Then he proceeded to read, rapidly translating the French into
English. We listened, dumfounded. Great beads of perspiration stood
upon Green's forehead. He clutched mechanically at the papers on the
table and inked the ends of his fingers.
The document was an edict, signed by Charles III himself,
countersigned by the Chevalier Voliver, Minister of Foreign Affairs,
and sealed with the great seal of the principality. Stripped of
verbiage, the edict decreed:
First, that it should be unlawful for any subject of the prince, or
any foreigner sojourning within the boundaries of the principality, to
engage in the American game called poker, said game being dangerous to
the public morals and subversive of existing institutions.
Secondly, that all obligations contracted by subjects of the prince
to subjects of the American President, through the game called poker,
or otherwise, be thereby repudiated.
Thirdly, that thenceforth no American subject be permitted to enter
the Principality of Monaco, for business or for pleasure; that American
subjects then in Monaco be allowed twenty-four hours from the
promulgation of this edict, within which time they must leave the
principality, under penalty of imprisonment at the discretion of the
Tribunal Superieur and confiscation of their effects.
All eyes were turned upon Green. It was some time before the consul
recovered the faculty of speech. "But this is unprecedented!" he
exclaimed. "It is not only outrageous in a general way, but it is
specifically discourteous to me, personally and officially. I am the
diplomatic representative of the United States, duly accredited to this
court. Here is an important paper, seriously affecting the relations
between the two governments, which, instead of being conveyed to me in
the proper manner, has been tacked on a bulletin board, like a
miserable writ of attachment. Furthermore," he added, as the enormity
of the outrage grew upon him, "I have not only been ignored, insulted,
but I have been trifled with. This edict must have been posted before
my interview with the hereditary prince. It is infamous!"
"Well, fellow citizens," said Titus, with a light laugh, "what are
we going to do about it?"
"There is only one thing to do," replied Green. "Dispatch a full and
carefully worded statement of the affair to the Department of State at
Washington, in order that Congress may take appropriate action."

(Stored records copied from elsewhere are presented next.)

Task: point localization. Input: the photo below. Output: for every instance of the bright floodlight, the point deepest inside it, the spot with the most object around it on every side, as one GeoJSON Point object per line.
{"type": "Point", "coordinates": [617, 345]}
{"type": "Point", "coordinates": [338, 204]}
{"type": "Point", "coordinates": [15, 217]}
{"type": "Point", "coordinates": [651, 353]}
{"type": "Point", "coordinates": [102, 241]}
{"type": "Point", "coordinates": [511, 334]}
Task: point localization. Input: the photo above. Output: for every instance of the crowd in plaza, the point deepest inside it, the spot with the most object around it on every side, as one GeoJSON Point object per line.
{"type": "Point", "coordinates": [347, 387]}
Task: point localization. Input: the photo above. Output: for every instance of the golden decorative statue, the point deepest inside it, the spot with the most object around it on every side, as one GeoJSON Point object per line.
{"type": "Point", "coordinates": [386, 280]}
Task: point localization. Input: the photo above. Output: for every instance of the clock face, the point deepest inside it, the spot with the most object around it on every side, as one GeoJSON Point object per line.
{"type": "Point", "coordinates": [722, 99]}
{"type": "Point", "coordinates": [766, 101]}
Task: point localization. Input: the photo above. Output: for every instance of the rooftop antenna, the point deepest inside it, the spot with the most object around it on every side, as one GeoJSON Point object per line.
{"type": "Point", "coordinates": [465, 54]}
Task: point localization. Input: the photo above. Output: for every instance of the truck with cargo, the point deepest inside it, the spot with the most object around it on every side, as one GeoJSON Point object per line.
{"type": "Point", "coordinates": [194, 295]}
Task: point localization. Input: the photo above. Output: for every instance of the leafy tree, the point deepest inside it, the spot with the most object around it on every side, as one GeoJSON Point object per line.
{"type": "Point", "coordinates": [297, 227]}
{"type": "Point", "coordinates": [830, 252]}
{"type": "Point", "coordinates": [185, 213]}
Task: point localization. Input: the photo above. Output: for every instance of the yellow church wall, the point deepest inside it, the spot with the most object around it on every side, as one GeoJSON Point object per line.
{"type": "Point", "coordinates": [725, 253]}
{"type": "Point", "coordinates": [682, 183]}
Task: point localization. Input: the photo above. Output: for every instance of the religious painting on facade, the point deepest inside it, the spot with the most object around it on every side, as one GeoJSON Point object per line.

Titus sent forth a roar of laughter along with a cloud of smoke.
"And meanwhile?" he demanded. "I am inclined to think that in the
present condition of our glorious Navy it will be about two years and
six months before we can expect to have a fleet of iron-dads here."
"I suppose we must leave Monaco," said the consul, sadly. "We are at
the mercy of an absolute and remorseless power." "LEAVE?" thundered
"Let us have your ideas, Mr. Titus," said I.
"Well," said Titus. "I propose to try my hand at a state paper. I've
undertaken tougher jobs in my day. Get a sheet of clean foolscap,
Green, and a good, sharp pen. Now write down what I say."
He then dictated the following manifesto:
To Charles Honore, Prince of Monaco:
When in the course of human events, it becomes necessary for a
mighty nation to avenge an injury sustained by her in the persons of
some of her most valued citizens, the visitation of her wrath upon the
offender is apt to be sharp, sudden, and overwhelming.
Unless your edict of this date be revoked before nine o'clock
tomorrow, and due apology made for the same, we, the United States of
America, do hereby declare war against the Principality of Monaco on
land, sea, underground, and in the skies; and God have mercy upon your
GEORGE WASHINGTON TITUS, Commander in Chief
JOHN J. GREEN,
"There! Green," said Titus, complacently, "now tell your man
Giovanni to go and tack this little composition upon the bulletin board
of the Foreign Office, and leave the rest to me."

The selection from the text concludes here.